Lets select the id 24. It is attached to the decoder0.0. To identify which memory device is below that decoder, run cxl list -M:

[
  {
    "memdev":"mem0",
    "pmem_size":268435456,
    "serial":0,
    "numa_node":3,
    "host":"0000:29:00.0"
  },
  {
    "memdev":"mem1",
    "ram_size":268435456,
    "serial":0,
    "numa_node":0,
    "host":"0000:1b:00.0"
  },
  {
    "memdev":"mem4",
    "ram_size":268435456,
    "serial":0,
    "numa_node":0,
    "host":"0000:1c:00.0"
  },
  {
    "memdev":"mem3",
    "ram_size":268435456,
    "serial":0,
    "numa_node":1,
    "host":"0000:23:00.0"
  },
  {
    "memdev":"mem2",
    "ram_size":268435456,
    "serial":0,
    "numa_node":1,
    "host":"0000:24:00.0"
  }
]

We can see that in the numa_node 0, mem1 and mem4 are located.
So we can run: sudo cxl create-region -m -t ram -d decoder0.0 -w2 mem4 mem1 without doubt whether it is the right decoder with the rights memory devices.

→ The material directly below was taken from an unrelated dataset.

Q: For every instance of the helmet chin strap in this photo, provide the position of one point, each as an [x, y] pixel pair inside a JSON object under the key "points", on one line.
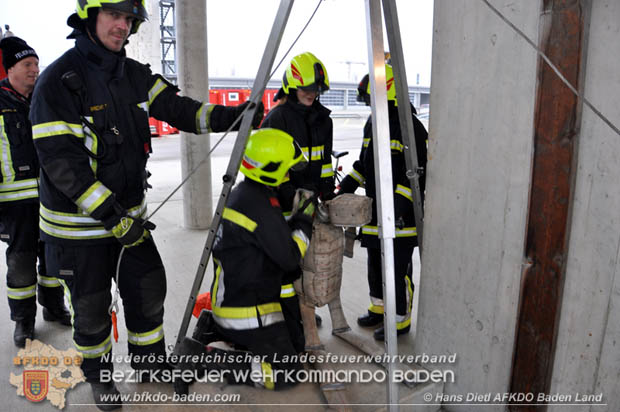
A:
{"points": [[91, 30]]}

Then we finalize the configuration with one way interleaving:

sudo cxl create-region -m -t ram -d decoder0.1 -w1 mem3
sudo cxl create-region -m -t ram -d decoder0.1 -w1 mem2

The region with persistent memory:

sudo cxl create-region -m -t pmem -d decoder0.2 mem0
sudo ndctl create-namespace -t pmem -m devdax -r region2 -f

And finally online all devices:

sudo daxctl online-memory all
sudo daxctl reconfigure-device -m system-ram dax2.0 --force

We oberved error messages like: failed to create namespace: No space left on device after running the namespace creation. To encounter this issue, erase files declared in the mem-path argument (usually /tmp/ ) of your qemu script, reboot the vm.